Thaddäus hat geschrieben:Natürlich hatte Jesus eine Naherwartung, denn die findet sich in seinen Aussagen im NT.
Dass Du hier denselben logischen Fehler machst wie andere, macht vollkommen klar, warum man es für "gesichert" halten kann, dass Jesus eine Naherwartung hatte. - Begründung:
a) Es gibt die Ebene "Jesus", also das, was er gesprochen hat - nennen wir es "Realität". - Diese "Realität" würden wir kennen, wenn wir uns für 20 Jahre um 2000 Jahre in die Vergangenheit beamen lassen würden und dort Jesus auf Schritt und Tritt begleiten würden - ihm am besten ein Aufnahmegerät vor den Mund halten würden.
b) Es gibt die Ebene "Jesus-Rezeption". - Wie haben ihn damals seine Jünger verstanden - wie haben sie es aufgeschrieben - wie haben diejenigen das Aufgeschriebene übernommen und verändert, deren Niederschriften wir heute kennen.
Die historisch-kritischen Methode ist ausschließlich für b) zuständig. - Insofern kann Deine Aussage maximal sein: Nach den historisch-kritisch verwertbaren Quellen hatte Jesus eine Naherwartung. - Diese Aussage ist etwas ganz anderes als "Jesus HATTE eine Naherwartung".
Thaddäus hat geschrieben:Die FRage ist, wer die plausibelste Erklärung für diese Widersprüche liefern kann.
Das ist dann die Wertungs-Ebene, bei der es aus unterschiedlichen Gründen unterschiedliche Plausibilitäten geben kann. - Da können sich dann die Fachleute streiten.
Thaddäus hat geschrieben:Ich habe oben versucht, an Beispielen ein wenig zu erklären, auf welchen Plausibilitästschlüssen die Historisch-kritische-Methode beruht und zu welchen Schlüssen sie kommt.
Hast Du Schwäche erkannt, die sie in sich trägt - siehe oben.
Mal ganz nebenbei: Zu meiner Uni-Zeit hat man sehr genau zwischen "Realität" und "Rezeption" unterschieden. - Ich bin fassungslos, dass man auf so einer Banane ausrutschen kann (nimm's nicht persönlich - mir wird nur langsam das Ausmaß klar). - Rutscht man, kann man es als "Tatsache" verstehen, dass Jesus eine Naherwartung hatte.
sven23 hat geschrieben: Die Parusieverzögerung ist doch kein Hirngespinst, sondern eine gut belegte Erklärung dafür, daß die Texte mit zunehmendem Abstand zum Tod Jesus in Richtung Fernerwartung umgedeutet wurden.
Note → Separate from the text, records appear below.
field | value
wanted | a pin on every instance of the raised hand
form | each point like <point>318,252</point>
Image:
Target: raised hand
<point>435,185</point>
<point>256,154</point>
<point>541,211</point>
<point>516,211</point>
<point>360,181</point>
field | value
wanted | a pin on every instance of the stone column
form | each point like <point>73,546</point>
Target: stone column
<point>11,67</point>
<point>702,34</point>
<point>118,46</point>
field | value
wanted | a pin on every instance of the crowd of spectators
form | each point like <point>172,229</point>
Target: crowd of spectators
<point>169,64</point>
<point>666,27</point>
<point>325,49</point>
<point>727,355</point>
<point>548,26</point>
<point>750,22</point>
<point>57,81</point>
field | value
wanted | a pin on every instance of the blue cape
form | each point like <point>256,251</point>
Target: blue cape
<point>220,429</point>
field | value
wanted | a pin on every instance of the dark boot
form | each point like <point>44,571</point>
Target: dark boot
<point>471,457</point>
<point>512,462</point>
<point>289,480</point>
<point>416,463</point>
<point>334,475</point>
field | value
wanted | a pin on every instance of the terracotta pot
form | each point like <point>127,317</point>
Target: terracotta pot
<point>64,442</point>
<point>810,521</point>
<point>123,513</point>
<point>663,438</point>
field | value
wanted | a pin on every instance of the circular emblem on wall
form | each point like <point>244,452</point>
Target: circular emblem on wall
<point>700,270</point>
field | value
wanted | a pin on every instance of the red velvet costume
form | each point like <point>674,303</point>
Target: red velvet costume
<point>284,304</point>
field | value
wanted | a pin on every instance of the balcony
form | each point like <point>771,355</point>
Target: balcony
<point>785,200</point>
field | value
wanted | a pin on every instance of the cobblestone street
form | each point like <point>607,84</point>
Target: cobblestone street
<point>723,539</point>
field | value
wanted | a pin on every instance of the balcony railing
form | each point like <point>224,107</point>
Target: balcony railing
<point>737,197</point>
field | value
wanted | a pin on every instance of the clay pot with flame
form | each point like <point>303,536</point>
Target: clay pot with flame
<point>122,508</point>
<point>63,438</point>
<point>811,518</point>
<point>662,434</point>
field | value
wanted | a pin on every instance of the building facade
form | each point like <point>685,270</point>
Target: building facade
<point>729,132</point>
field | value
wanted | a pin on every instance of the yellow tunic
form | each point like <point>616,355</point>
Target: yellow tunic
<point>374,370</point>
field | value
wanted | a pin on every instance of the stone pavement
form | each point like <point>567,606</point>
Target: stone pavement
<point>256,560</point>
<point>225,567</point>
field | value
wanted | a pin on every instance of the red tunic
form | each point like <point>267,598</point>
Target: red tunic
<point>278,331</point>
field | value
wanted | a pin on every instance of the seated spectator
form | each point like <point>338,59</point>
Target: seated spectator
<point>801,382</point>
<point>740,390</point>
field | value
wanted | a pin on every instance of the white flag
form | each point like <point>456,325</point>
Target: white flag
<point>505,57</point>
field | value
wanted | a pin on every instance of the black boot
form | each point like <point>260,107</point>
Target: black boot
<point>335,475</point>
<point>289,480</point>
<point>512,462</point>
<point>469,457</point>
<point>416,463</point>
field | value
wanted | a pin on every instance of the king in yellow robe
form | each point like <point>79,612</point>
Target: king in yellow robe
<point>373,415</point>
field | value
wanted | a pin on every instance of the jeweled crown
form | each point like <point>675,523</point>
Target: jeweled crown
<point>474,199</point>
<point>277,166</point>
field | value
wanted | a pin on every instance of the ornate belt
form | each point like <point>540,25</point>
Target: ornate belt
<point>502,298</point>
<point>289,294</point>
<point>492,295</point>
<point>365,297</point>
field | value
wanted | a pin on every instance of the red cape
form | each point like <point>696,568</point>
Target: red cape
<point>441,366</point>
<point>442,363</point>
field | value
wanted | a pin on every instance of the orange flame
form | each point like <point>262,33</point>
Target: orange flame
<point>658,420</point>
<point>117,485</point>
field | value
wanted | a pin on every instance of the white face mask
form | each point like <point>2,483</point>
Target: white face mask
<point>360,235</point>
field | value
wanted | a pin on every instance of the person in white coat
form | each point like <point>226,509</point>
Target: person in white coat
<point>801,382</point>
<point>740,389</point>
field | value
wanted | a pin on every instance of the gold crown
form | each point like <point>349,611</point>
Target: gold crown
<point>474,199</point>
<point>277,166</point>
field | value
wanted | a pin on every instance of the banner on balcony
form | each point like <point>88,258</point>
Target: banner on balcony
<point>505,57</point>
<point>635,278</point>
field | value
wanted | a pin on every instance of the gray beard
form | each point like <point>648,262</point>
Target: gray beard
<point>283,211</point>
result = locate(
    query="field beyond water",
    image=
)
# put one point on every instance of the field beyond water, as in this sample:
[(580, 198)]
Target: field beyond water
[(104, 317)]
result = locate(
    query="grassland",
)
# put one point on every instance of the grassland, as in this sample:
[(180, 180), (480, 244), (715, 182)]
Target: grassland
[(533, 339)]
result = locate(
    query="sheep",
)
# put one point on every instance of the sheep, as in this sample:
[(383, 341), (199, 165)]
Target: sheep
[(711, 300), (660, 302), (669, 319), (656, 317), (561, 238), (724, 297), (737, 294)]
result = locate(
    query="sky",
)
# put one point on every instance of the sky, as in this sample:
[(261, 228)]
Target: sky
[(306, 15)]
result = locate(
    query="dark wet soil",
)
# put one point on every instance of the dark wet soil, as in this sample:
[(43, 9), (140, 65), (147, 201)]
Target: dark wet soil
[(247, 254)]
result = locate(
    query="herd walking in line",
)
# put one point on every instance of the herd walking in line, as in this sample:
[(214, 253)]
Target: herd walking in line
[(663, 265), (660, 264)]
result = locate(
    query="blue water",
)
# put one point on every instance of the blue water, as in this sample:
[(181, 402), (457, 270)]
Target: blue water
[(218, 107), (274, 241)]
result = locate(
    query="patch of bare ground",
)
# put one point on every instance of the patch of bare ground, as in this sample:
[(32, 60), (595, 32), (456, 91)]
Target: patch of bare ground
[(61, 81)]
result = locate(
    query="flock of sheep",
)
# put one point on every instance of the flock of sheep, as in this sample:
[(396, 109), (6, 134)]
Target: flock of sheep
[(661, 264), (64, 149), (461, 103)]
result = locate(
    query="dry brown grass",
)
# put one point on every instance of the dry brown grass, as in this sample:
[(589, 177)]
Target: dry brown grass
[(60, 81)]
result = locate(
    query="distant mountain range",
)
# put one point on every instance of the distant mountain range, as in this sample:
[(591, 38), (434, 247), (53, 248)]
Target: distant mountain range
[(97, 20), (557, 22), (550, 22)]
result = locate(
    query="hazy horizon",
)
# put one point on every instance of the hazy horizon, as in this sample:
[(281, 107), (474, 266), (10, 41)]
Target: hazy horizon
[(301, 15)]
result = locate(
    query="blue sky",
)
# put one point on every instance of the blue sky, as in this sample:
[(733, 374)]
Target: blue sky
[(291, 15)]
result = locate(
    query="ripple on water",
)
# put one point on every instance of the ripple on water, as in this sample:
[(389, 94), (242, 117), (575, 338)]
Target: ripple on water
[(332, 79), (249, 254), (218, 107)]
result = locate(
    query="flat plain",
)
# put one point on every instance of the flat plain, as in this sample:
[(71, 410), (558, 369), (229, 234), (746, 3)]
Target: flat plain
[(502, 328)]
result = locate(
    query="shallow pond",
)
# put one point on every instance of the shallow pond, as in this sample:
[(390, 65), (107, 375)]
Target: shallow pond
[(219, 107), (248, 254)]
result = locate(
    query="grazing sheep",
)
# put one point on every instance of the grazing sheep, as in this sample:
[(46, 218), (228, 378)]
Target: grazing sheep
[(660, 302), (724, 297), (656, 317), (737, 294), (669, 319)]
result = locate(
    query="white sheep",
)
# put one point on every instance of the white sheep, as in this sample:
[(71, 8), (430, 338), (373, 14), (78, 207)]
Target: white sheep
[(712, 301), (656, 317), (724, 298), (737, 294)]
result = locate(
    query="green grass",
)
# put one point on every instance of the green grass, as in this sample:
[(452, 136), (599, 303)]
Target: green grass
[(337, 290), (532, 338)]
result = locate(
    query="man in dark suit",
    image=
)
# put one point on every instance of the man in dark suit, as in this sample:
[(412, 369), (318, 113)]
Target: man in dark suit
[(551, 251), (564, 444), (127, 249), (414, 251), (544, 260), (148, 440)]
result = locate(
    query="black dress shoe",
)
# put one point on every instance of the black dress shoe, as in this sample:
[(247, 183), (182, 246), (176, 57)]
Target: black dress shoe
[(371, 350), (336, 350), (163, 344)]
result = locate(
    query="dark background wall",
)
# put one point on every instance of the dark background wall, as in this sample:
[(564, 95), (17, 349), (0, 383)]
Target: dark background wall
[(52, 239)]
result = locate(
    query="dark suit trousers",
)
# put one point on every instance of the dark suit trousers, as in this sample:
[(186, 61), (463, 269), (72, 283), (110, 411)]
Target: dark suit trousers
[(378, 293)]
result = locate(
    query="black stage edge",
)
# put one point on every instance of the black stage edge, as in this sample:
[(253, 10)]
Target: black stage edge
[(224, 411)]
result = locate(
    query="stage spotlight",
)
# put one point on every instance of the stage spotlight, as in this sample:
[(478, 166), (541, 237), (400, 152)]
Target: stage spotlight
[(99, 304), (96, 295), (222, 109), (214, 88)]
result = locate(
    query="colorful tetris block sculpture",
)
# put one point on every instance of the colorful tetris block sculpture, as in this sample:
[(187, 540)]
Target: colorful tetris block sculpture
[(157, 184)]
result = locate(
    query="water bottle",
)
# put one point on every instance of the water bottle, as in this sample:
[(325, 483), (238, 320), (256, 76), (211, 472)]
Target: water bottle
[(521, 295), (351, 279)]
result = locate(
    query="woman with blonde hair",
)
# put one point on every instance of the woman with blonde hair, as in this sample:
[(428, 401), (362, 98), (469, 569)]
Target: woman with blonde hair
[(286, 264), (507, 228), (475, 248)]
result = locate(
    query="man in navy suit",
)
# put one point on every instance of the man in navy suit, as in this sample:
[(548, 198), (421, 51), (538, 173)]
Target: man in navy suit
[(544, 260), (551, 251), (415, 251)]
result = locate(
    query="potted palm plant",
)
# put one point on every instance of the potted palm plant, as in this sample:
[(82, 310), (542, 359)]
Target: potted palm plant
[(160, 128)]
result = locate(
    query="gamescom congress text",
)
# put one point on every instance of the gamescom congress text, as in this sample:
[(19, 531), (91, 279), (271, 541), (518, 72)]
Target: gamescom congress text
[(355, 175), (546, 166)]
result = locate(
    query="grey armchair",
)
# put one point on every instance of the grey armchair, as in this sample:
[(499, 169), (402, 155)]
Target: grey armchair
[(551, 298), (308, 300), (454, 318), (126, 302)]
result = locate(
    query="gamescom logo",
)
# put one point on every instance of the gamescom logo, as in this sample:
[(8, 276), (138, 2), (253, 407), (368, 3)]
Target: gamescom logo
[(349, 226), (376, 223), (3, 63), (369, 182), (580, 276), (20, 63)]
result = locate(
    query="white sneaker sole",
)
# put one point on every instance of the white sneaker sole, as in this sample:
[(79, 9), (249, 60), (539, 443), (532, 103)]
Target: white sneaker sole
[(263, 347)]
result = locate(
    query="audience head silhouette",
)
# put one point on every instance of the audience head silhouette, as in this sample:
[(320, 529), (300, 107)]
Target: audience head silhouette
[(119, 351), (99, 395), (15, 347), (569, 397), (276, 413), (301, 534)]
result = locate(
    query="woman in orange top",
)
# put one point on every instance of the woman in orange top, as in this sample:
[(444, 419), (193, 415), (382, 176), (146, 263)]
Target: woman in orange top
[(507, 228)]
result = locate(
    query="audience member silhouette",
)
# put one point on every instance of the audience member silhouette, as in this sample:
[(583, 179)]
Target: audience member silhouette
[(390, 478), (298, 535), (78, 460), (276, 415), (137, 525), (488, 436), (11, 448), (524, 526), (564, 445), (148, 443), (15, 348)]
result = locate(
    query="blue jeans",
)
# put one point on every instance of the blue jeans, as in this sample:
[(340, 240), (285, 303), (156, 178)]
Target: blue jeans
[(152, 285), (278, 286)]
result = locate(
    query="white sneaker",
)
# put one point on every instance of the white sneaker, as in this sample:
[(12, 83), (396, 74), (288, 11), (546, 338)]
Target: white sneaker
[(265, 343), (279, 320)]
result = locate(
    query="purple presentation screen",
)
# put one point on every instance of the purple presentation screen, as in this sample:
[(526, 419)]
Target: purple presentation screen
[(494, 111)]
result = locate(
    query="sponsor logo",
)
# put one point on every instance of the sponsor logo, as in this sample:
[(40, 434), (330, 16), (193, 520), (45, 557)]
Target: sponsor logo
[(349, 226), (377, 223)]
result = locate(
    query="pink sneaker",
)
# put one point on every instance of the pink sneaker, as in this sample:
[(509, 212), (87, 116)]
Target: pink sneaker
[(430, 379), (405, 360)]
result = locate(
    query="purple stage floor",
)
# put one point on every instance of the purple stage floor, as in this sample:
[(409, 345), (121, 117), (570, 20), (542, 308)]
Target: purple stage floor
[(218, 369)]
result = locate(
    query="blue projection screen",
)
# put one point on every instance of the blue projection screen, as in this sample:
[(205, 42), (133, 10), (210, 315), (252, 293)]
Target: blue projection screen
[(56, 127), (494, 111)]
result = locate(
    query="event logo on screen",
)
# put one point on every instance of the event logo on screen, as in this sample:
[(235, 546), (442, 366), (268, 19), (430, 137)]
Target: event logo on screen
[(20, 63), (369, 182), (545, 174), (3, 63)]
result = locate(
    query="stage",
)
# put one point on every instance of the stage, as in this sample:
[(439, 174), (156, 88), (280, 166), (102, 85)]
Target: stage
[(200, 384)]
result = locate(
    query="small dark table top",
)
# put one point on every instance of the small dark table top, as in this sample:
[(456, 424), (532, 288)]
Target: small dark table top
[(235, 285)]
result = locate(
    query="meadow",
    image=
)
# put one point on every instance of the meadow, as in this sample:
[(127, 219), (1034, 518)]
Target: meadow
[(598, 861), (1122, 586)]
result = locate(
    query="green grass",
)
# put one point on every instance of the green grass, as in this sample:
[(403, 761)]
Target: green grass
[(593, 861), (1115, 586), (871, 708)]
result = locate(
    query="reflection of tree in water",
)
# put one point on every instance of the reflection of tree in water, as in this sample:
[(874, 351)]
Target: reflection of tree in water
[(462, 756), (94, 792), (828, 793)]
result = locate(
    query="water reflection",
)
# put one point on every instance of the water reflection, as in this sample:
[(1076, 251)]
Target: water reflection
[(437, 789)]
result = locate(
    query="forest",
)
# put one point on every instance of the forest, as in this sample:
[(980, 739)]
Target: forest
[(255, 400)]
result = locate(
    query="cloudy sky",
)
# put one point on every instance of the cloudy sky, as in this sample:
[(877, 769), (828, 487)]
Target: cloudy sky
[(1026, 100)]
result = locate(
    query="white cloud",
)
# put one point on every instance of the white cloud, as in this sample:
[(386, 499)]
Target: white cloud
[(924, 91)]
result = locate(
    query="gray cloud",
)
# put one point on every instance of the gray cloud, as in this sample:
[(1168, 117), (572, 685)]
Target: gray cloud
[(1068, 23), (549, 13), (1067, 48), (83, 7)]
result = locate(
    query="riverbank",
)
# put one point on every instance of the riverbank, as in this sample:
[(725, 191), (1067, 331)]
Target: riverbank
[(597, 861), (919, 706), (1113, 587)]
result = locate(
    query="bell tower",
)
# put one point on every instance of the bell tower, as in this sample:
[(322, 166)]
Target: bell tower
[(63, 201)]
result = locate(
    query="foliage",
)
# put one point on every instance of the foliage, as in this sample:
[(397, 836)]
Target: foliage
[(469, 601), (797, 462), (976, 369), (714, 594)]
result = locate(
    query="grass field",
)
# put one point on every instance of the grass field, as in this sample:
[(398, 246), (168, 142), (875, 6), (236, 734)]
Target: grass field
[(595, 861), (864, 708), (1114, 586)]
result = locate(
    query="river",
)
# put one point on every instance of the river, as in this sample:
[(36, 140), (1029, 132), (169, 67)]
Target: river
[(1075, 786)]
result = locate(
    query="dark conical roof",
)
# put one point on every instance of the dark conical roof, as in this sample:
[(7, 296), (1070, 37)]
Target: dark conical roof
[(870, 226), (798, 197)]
Dieser Tranformationsprozess ist in der NT-Forschung gut belegt.
Das wiederum ist sehr wissenschaftlich formuliert.
* Kein Hirngespinst - richtig.
* Umdeutung von Texten mit der Text - logisch nachvollziehbar.
* Wissenschaftlich gut belegt - auch richtig.
Aber es ist etwas ganz anderes als: "Es ist eine Tatsache, dass ...". - Warum es keine Tatsache sein muss, ist ebenfalls gut belegt. - Aber darüber haben wir lange genug diskutiert - das müssen wir wirklich nicht nochmal aufwärmen.
Hier geht es - vereinfacht gesagt - um den Unterschied zwischen "Realität" und "Rezeption" und wofür die HKM zuständig sein KANN.